For now it's only important to be there with Layton, to keep talking and not think. He doesn't even really register what he's actually saying, but he manages to keep talking the whole time, even if his voice falters when Layton presses a hand to his cheek and smiles up at him - almost a proper smile, nothing that anyone is used to from Layton any more, least of all Clive - in the last few moments. He feels it when Layton's gone; a physical jerk like a knife in his chest, but a knife in his chest had never hurt this much before.
"You," he manages to rasp out to the shooter, "Tell the guards to call a press release. And then run."
He knows the rebels. Knows how they'll take it, knows that by now the attempt on Layton's life will be common knowledge amongst them even if the result isn't. Knows what they expect from him. Clive has always been predictable in his madness.
Unfortunately, Layton has always been the only one who could really predict him, even before Clive joined him.

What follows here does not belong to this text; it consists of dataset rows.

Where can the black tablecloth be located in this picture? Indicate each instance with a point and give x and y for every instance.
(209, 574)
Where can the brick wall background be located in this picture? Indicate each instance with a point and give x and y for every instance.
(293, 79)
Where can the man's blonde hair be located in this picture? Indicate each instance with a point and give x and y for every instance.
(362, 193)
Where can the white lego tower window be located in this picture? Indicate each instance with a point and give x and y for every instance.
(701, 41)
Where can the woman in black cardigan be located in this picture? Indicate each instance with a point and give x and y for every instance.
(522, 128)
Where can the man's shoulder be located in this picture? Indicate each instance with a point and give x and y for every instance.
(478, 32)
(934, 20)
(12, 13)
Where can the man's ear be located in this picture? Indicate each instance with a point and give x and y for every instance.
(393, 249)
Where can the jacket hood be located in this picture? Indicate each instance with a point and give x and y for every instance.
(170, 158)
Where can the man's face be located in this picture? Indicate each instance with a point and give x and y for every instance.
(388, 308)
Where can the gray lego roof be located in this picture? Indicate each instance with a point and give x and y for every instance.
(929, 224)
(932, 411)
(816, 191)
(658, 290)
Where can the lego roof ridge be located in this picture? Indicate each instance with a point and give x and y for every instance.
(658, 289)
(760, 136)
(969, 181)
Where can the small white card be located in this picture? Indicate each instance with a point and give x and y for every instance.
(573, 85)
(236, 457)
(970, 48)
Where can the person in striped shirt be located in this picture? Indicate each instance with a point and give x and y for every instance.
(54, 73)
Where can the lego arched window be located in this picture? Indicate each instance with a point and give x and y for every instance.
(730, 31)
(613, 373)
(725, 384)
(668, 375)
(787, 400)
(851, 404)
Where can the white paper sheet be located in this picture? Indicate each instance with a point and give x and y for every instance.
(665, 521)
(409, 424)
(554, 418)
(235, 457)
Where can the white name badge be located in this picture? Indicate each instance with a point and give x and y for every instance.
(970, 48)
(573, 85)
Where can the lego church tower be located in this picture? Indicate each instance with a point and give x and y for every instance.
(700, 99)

He doesn't clean himself up in the slightest before the release. Let everyone see the blood. Let the resistance think him broken. They won't be wrong; the only thing wrong is how they think he'll react. Let every little one of the rebels think that he's broken and forget the fact that broken glass is all the worse.
Once he's in front of the microphone it's harder though. Harder to get out the words, harder to tell the world that Layton's gone when the words are meant for the rebels alone. The end, though, is easy.
"The protocol that he set up says that I'm the one to take over the role of prime minister in this situation," Clive breathes - doesn't need to check because he was the one who wrote the protocols - and bites down on his lip hard enough to add his own blood to what's staining him. "And take over I will. The people who killed Layton wanted to break me, but believe me when I say that it won't be me who breaks when I find out who made the order for him to die."
He smiles then, slow and broken and wrong, all the moreso because he knows how wrong it is.
"And rest assured that if I don't find out, then I'll burn everything until I do."